Sunny Deo
Consultant Orthopaedic and Trauma Surgeon at the Great Western Hospital
Sunny was born and grew up in London and went to Birmingham Medical School, graduating in 1989. He initially worked in Birmingham, including the Birmingham Accident Hospital, University Anatomy Department, Worcester Royal Infirmary & the Radcliffe Infirmary Oxford, before spending a year as Registrar in the Trauma Unit at Groote Schuur Hospital, Cape Town 1994-5. He then completed his Higher Surgical Training (HST) in Orthopaedics and Trauma on the Oxford Regional Training Programme 1995 to 2001. His last training year was as an Orthopaedic Trauma Fellow at Vancouver General Hospital / University of British Columbia.
He was appointed consultant in T&O in Swindon in October 2001 and has remained there since. Over the past 2 decades he has become a specialist in all aspects of knee problems in patients with traumatic injuries, sports injuries, arthritic conditions and patients with problematic joint replacements. He continues with his busy elective knee and trauma practice and remains on the acute trauma rota. He is one of the few knee surgeons who has a combined clinic for painful knee conditions with a specialist pain doctor, at the Great Western.
He was Surgical Tutor for the Royal College from 2003 to 2010, was appointed and remains Clinical Lead for the Trauma Unit in 2011. He was departmental Clinical Lead from 2014 to 17. He did a nine-month period as an Honorary consultant in Orthopaedic Trauma at the University Hospital Coventry and Warwick in 2017-18 and was appointed Clinical Lead for the proposed new rehabilitation service to be based on the GWH site in 2019.
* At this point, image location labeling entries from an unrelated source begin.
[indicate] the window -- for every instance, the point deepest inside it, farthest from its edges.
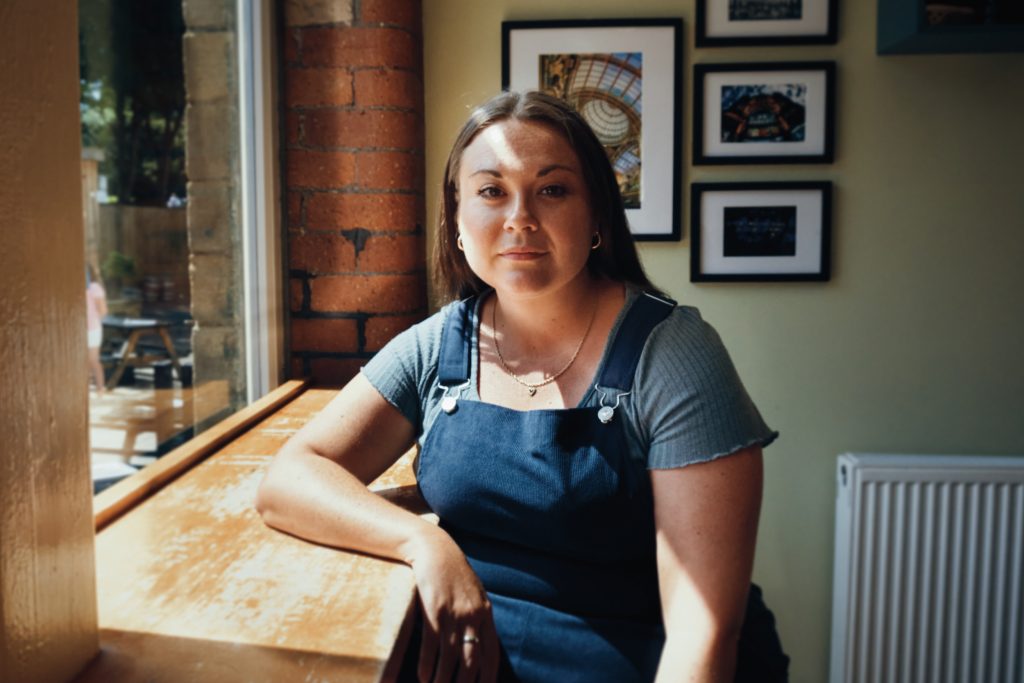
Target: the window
(173, 231)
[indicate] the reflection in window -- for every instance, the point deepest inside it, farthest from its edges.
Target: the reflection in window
(160, 169)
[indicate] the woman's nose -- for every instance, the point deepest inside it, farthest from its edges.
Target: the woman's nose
(520, 215)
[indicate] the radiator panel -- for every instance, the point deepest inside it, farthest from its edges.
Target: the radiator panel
(928, 575)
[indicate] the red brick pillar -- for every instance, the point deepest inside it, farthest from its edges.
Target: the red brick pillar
(353, 99)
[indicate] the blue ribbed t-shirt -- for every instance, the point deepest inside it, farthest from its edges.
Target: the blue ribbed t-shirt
(687, 403)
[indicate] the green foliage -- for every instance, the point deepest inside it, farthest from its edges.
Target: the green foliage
(118, 267)
(132, 95)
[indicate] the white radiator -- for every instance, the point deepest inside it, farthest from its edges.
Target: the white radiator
(929, 574)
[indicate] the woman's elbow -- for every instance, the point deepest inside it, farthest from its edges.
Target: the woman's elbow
(269, 495)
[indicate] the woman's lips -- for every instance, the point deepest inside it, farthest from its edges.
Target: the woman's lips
(522, 254)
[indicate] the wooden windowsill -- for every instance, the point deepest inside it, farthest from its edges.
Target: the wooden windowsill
(192, 586)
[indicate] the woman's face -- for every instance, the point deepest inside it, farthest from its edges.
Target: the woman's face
(523, 210)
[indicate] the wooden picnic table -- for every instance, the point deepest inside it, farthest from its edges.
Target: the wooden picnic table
(192, 586)
(131, 330)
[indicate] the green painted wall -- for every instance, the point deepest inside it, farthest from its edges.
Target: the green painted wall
(914, 346)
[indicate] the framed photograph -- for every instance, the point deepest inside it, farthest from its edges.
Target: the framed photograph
(623, 77)
(760, 231)
(770, 113)
(918, 27)
(738, 23)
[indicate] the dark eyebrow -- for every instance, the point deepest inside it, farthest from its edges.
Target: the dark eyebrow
(554, 167)
(543, 172)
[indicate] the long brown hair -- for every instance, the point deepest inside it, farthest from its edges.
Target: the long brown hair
(614, 259)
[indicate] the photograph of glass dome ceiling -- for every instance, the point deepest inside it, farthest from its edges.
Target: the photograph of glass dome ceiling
(606, 90)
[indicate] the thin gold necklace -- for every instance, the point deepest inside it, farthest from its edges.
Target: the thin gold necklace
(534, 386)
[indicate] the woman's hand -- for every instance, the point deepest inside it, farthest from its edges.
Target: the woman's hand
(459, 638)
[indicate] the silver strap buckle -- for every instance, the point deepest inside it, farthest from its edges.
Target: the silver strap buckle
(606, 413)
(450, 399)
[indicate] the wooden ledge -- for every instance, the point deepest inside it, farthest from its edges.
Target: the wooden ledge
(193, 586)
(128, 493)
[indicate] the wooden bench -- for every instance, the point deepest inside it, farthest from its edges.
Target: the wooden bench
(194, 587)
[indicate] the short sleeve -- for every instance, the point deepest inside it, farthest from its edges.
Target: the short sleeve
(691, 403)
(406, 369)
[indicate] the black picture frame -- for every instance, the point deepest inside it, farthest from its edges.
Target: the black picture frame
(726, 248)
(654, 210)
(903, 29)
(715, 28)
(813, 117)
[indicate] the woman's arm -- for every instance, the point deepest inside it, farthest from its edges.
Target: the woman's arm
(706, 518)
(315, 487)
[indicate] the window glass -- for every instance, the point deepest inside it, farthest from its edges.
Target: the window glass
(160, 168)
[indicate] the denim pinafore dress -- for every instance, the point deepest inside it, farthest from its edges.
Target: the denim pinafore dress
(553, 515)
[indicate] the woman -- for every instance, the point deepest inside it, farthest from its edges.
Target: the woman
(95, 308)
(540, 400)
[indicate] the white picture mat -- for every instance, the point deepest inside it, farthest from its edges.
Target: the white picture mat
(657, 100)
(813, 23)
(809, 231)
(815, 109)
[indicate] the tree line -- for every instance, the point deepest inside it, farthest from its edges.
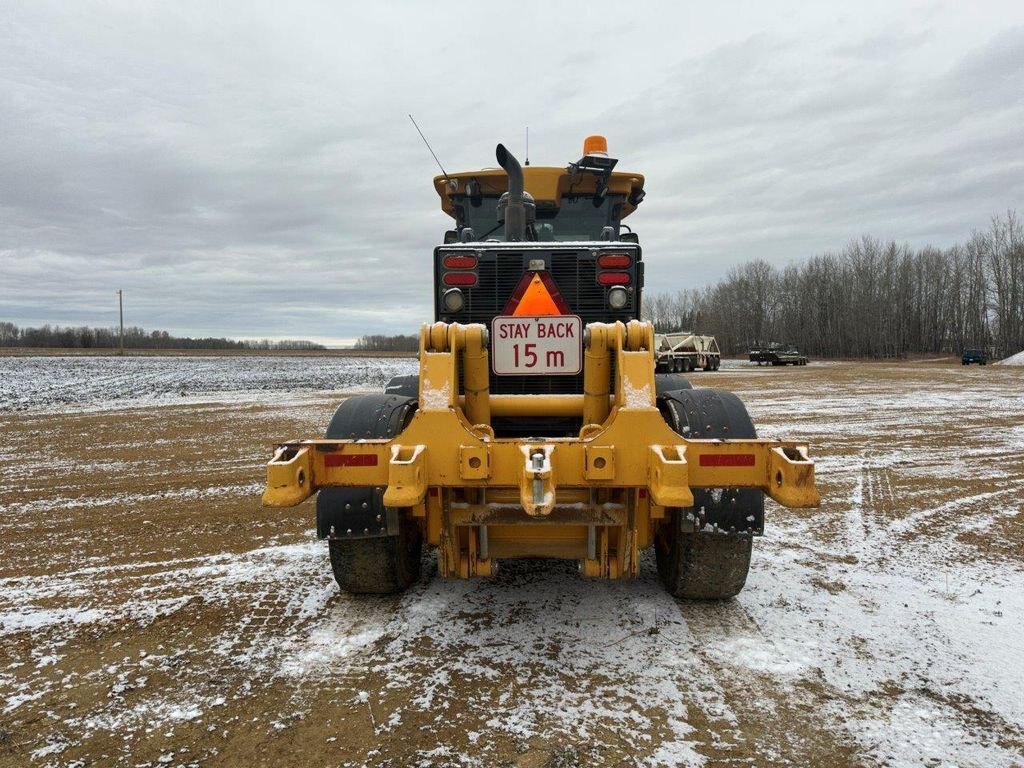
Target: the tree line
(872, 299)
(379, 343)
(83, 337)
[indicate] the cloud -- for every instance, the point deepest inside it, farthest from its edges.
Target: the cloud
(236, 169)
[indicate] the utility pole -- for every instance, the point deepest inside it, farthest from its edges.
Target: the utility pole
(121, 312)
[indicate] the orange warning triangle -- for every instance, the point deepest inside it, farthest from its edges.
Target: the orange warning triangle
(536, 295)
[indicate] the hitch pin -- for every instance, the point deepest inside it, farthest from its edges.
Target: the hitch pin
(537, 460)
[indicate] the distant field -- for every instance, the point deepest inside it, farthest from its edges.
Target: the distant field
(153, 613)
(105, 352)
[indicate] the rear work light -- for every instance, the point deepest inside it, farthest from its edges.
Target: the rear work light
(459, 279)
(613, 279)
(614, 261)
(460, 262)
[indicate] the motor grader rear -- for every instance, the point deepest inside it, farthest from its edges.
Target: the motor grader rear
(537, 426)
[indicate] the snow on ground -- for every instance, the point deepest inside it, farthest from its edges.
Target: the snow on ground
(1014, 359)
(55, 384)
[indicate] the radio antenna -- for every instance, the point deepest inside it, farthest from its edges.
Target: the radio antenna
(443, 172)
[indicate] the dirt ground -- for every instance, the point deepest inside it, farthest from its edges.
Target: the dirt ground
(152, 613)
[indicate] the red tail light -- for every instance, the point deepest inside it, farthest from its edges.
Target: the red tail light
(459, 279)
(614, 261)
(460, 262)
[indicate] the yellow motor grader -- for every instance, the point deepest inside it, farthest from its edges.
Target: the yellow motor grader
(537, 426)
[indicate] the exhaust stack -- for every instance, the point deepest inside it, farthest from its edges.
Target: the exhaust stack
(514, 200)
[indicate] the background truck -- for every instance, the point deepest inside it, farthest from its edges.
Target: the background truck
(537, 426)
(777, 354)
(684, 351)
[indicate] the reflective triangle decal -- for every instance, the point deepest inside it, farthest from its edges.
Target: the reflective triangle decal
(537, 295)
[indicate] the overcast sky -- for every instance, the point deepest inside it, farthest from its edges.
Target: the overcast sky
(249, 170)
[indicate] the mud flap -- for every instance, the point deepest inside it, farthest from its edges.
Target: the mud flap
(715, 414)
(359, 512)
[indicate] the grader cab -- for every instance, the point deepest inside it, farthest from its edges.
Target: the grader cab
(537, 426)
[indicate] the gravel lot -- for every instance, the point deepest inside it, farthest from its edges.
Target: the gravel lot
(153, 613)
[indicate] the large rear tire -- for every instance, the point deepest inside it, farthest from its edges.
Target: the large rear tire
(383, 565)
(368, 563)
(704, 565)
(704, 551)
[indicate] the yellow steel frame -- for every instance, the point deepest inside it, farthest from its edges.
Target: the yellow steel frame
(597, 498)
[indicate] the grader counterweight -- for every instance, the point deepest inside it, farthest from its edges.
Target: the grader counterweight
(537, 426)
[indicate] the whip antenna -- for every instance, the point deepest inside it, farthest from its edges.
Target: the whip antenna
(443, 172)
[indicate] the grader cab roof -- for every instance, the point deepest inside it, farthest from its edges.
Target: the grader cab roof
(548, 185)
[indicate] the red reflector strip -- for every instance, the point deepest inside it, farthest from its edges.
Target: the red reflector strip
(614, 261)
(460, 279)
(460, 262)
(350, 460)
(727, 460)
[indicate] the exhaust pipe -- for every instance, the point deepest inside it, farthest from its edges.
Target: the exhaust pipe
(515, 209)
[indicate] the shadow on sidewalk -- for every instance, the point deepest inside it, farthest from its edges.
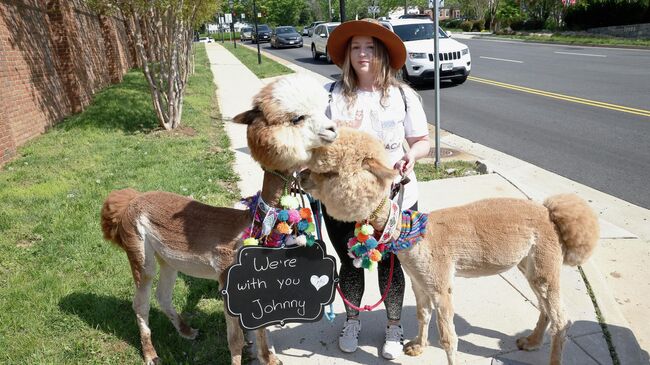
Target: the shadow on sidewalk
(321, 338)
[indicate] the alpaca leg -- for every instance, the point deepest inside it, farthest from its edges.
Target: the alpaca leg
(141, 306)
(559, 323)
(535, 339)
(164, 292)
(264, 354)
(424, 310)
(235, 339)
(445, 320)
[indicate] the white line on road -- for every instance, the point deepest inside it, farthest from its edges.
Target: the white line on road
(581, 54)
(501, 59)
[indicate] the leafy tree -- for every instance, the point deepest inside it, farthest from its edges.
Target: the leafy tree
(284, 12)
(162, 31)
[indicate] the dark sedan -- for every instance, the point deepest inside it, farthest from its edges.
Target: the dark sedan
(285, 37)
(263, 34)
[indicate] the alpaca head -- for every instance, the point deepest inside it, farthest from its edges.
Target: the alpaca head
(350, 176)
(287, 122)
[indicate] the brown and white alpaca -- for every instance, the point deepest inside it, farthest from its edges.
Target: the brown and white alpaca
(286, 122)
(483, 238)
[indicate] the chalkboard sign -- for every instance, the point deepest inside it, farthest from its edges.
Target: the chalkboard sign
(269, 286)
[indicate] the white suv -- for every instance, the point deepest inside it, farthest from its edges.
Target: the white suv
(319, 40)
(417, 35)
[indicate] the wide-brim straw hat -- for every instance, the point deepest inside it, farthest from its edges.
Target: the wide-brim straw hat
(337, 43)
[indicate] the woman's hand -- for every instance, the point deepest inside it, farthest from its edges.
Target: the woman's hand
(405, 164)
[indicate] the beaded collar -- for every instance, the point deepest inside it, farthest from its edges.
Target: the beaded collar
(278, 227)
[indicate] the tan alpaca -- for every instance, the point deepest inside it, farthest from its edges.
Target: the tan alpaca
(284, 125)
(483, 238)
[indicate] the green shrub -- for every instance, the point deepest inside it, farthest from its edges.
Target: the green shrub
(604, 13)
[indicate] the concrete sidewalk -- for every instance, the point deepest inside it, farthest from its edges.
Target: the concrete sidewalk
(490, 312)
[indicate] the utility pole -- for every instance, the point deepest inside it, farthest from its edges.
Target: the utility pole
(259, 54)
(329, 9)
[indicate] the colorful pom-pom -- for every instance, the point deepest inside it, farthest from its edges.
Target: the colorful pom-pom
(302, 225)
(374, 255)
(283, 216)
(251, 241)
(290, 241)
(294, 216)
(283, 228)
(367, 229)
(301, 240)
(289, 202)
(311, 228)
(305, 213)
(371, 242)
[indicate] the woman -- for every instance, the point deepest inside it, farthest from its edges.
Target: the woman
(370, 98)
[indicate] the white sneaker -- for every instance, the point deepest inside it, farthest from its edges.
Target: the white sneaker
(349, 338)
(394, 345)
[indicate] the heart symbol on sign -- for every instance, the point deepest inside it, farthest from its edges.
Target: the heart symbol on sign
(319, 282)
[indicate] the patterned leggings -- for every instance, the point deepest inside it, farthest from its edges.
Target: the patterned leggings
(352, 278)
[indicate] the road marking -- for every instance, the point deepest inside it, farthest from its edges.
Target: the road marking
(581, 54)
(599, 104)
(501, 59)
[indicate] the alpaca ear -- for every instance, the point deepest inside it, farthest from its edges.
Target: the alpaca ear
(378, 169)
(247, 117)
While working as a full time NHS consultant, he’s continued with independent as well as multi-centre research. From his own research, he has published over 40 peer-reviewed journal articles and presented over 150 times at national and international meetings, with principal interests being clinical and diagnostic complexity, outcomes following knee replacements, peri-articular fractures, knee ligament injuries, hip fractures, paediatric fracture care. He has also recently written articles on the persistent poverty of good IT in healthcare, presented on concerns with algorithm-based diagnosis and on novel methods for capturing better data. Last year he became the only clinician in his Trust to be paid for a session of research. He has led on a new research collaborative with the University of Bath.
He continues to teach junior doctors, other healthcare professionals and students. He has taught on national and international course faculties and delivered a wide range of lectures over the past 30 years. He is an active member of several orthopaedic societies. He’s planning on returning to Sierra Leone in the near future to deliver acute life-saving skills courses.